I gave in with a great show of sulkiness and my mother somehow managed to refrain from boxing my ears.

It was on this, my third visit to Penmarric, that I first met Giles’s children, my three cousins, Raymond, Harry and Clarissa Penmar. In actual fact Giles had only the one child, my cousin Raymond, who was the same age as I was, but Giles’s wife, who was now dead, had taken pity on an orphaned nephew and niece of hers, and Giles had assumed the responsibilities of guardianship when he had allowed her to bring them to live at his house. Harry, the adopted son, was by this time eighteen; his sister Clarissa was a year or two younger than Raymond and myself. I knew nothing about them beyond these sparse facts, and later, particularly where Clarissa was concerned, I was to wish I had remained in ignorance. Why was it that I disliked Clarissa so much? At sixteen when I first saw her I was certainly old enough to appreciate her looks, but dark girls have never attracted me, perhaps because they remind me of my mother and her domineering attitudes, and besides, my dislike of Clarissa went further than a mere antipathy to her good looks. On reflection I suspect that my dislike sprang into existence on our first meeting on the steps of Penmarric, when she insulted me with the cattiness of a fifteen-year-old schoolgirl and gave me forewarning of the spitefulness which I was to encounter, with such disastrous results when we were older. Perhaps even when I first saw her I sensed that her influence on my life was not destined to be benign.
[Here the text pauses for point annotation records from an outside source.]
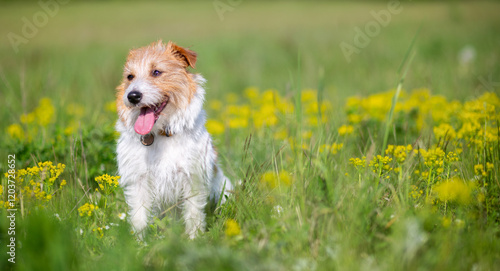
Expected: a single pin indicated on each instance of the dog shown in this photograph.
(166, 158)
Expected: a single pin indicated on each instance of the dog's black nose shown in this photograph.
(134, 97)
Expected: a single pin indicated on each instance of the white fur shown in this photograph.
(180, 170)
The trouble began when—to no one’s surprise but my mother’s—we were refused admittance to the house by the butler. My mother at once demanded to see Giles in person, but the butler, who was by this time very white around the gills, said that Mr. Penmar was indisposed and could see no one. It was at this moment that I had the unfortunate idea of parleying with my cousin Raymond; I suppose I thought that two sixteen-year-old youths were more likely to reach a friendly agreement than our parents were, but that was my mistake. When Raymond emerged cautiously from the hall the first thing he did was to order me off the porch as if I had yellow fever.

“You get away from here!” he yelled with the sort of charm that I at once realized was characteristic of him. He was a tall youth with a spoiled mouth, soft hands and a petulant expression. Pitching his voice loud enough to reach my mother, who was waiting with Cousin Robert in the carriage, he added, “Penmarric will never be yours now, so you can go back to London and rot for all I care!”